Former agent Peter Strzok, the team leader, told The Atlantic earlier this year that the dossier was inaccurate and contained disinformation that sent him on “wild-goose chases.” The FBI greatly relied on the dossier to wiretap a Trump volunteer and pursue other Trump allies. No Trump-Kremlin conspiracy was found.
Mr. Sullivan gave his seal of approval to another Fusion GPS pet project. This one claimed that Mr. Trump maintained a secret computer server at Trump Tower that communicated directly with Alfa Bank, Russia’s largest commercial lender. It was, so the theory goes, evidence of collusion.
Mr. Simpson failed to persuade The New York Times to write the story about it, but he had better luck with Slate.com, which ran an Alfa story on Oct. 31, 2016.
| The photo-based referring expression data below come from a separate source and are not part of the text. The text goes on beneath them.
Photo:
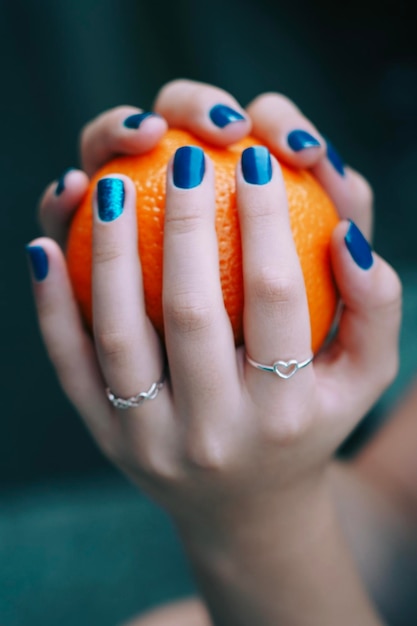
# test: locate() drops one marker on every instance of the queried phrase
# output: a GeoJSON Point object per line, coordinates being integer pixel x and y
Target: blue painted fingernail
{"type": "Point", "coordinates": [60, 186]}
{"type": "Point", "coordinates": [301, 139]}
{"type": "Point", "coordinates": [110, 198]}
{"type": "Point", "coordinates": [189, 167]}
{"type": "Point", "coordinates": [359, 248]}
{"type": "Point", "coordinates": [335, 159]}
{"type": "Point", "coordinates": [256, 165]}
{"type": "Point", "coordinates": [135, 120]}
{"type": "Point", "coordinates": [38, 261]}
{"type": "Point", "coordinates": [222, 115]}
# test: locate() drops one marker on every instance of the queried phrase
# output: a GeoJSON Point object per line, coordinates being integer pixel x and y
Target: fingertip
{"type": "Point", "coordinates": [210, 113]}
{"type": "Point", "coordinates": [363, 278]}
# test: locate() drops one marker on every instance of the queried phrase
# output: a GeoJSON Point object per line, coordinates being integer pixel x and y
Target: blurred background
{"type": "Point", "coordinates": [77, 544]}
The Clinton-planted story then drew a reaction from the candidate herself, in a now-famous tweet: “Computer scientists have apparently uncovered a covert server linking the Trump Organization to a Russian-based bank.”
Her tweet was buttressed by the imprimatur for Mr. Sullivan, who issued a statement with Mrs. Clinton’s tweet: “New Report Exposing Trump’s Secret Line of Communication to Russia.”
“This could be the most direct link yet between Donald Trump and Moscow,” Mr. Sullivan said. “Computer scientists have apparently uncovered a covert server linking the Trump Organization to a Russian-based bank.
“This secret hotline may be the key to unlocking the mystery of Trump’s ties to Russia. It certainly seems the Trump Organization felt it had something to hide, given that it apparently took steps to conceal the link when it was discovered by journalists.”
In February 2017, the FBI concluded that such a Trump-Alfa server did not exist, according to Justice Department Inspector General Michael D. Horowitz’s December 2019 report on bureau wiretap abuses.
Mr. Sullivan maintained a liking for the dossier even as its claims remained unverified. In late 2017, he told the House intelligence committee that a Democratic attorney “would share certain things” and “I would also hear very similar things from reporters around town.”
“So, from my perspective, a lot of these kinds of things were floating out there,” he testified. “And my basic take on them was most of this is pretty consistent with everything else we know to be true about Donald Trump. So I can’t say that I was shocked by almost any of it.”
He considered Mr. Steele to be reliable: “Other people I know who have worked with Steele in the past in various contexts have said over the course of this year, ’You know, this guy is serious business. He knows what he’s up to.’”
By the end of 2017, none of Mr. Steele’s key claims had been proved and most were discredited.
The FBI had found no evidence of a wide conspiracy between the Trump campaign and the Kremlin, as reported by Mr. Steele. The bureau discounted Mr. Steele’s story about Trump attorney Michael Cohen’s secretly travel to Prague in August 2016 to meet with aides of Russian President Vladimir Putin and orchestrate a cover-up of Russian computer hacking. Cohen always denied the Steele claim.
The Daily Caller unearthed comments by Mr. Sullivan a month after his House testimony in January 2018. He said on Democratic strategist David Axelrod’s podcast that he didn’t know at first that the campaign had paid Mr. Steele.
“I certainly don’t want my saying that I didn’t know who paid for the dossier to suggest I’m saying I want to distance myself from it,” Mr. Sullivan said. “By no means am I saying that.
“I believe that it is perfectly appropriate and responsible if we get wind, or if people associated with the campaign get wind, that there may be real questions about the connections between Donald Trump, his organization, his campaign and Russia that that be explored fully,” he said.
The Biden transition team did not respond to a query from The Washington Times about how Mr. Sullivan views the dossier today.